フィギュアスケート男子で五輪2連覇の羽生結弦(27)を巡って、早くも世界を舞台に大争奪戦が勃発している。羽生は19日の会見で今後はプロとしてアイスショーに参加する意向を表明した中、ショービジネスの本場である米国では羽生招致の動きが判明。さらに羽生人気が高い中国も国家的プロジェクトとして引き抜く可能性があり〝米中戦争〟の様相を呈している。

 羽生は会見で今後について「自分の中で考えていることだったり、いろいろ進めようとしていることはある。ショーであったり、応援してくださる方々が納得できるような場所だったり、演技だったり、そういったものを続けていきたい」と言及。詳細は明かさなかったが、今後は自身がアイスショーに参加するだけでなく、自らショーをプロデュースする可能性もある。

 その羽生は、すでに世界からラブコールを受けている。大手広告代理店の関係者は「羽生選手はフィギュアスケート大国の米国でも人気がすごい。羽生ブランドのアイスショーを組んでやろうと複数のプロモーターが動いていると聞くし、ショービジネスが盛んな街同士で定期的に開催しようと引っ張りだこになるのではないか」と説明する。

 米国では特に近年アイスショーへの注目度が高まっており、収益も拡大。一般的な全米各地を巡るツアーに加えて、演劇や公演などのエンターテインメントが盛んなニューヨーク・ブロードウェー、ラスベガス、ハリウッドなどがショーの拠点として羽生の誘致合戦を繰り広げるというわけだ。

 米国だけではない。「中国の羽生人気は世界一と言ってもいいほど。中国政府も産業界で優秀な日本人を引き抜いてきたが、今度は羽生を呼び寄せてフィギュアスケートの一大国家プロジェクトを始めてもおかしくはない」と同関係者は指摘する。
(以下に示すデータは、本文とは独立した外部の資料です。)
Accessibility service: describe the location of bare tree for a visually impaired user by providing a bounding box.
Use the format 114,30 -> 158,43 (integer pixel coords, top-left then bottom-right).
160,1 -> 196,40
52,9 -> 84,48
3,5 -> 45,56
 今年2月の北京五輪で羽生フィーバーが沸騰するなど中国での人気は日本を凌駕するほど。さらに中国政府も以前から羽生への〝接近〟を図っており、政府中枢の華春瑩報道官が公式SNSで再三、羽生を称賛するメッセージを送るなど異例の対応を取ってきた。

 中国では近年フィギュアスケートの強化に力を注いでいる。アイスショーなどビジネス面に加えて、競技の育成を図る指導者としての役割など総合的なフィギュアプロジェクトを発足させて、総責任者として羽生を招聘することもあり得る。習近平国家主席はスポーツの成長に対してカネに糸目はつけない方針だけに、米国とシ烈な綱引きが展開されるだろう。

 同関係者は「どちらにしても動くカネは巨大なものになる」と指摘。世界的な影響力や長期間の収益が見込めることを考慮すれば、数百億円規模のオファー合戦も予想される。羽生のスケート人生はむしろこれからが本番と言えそうだ。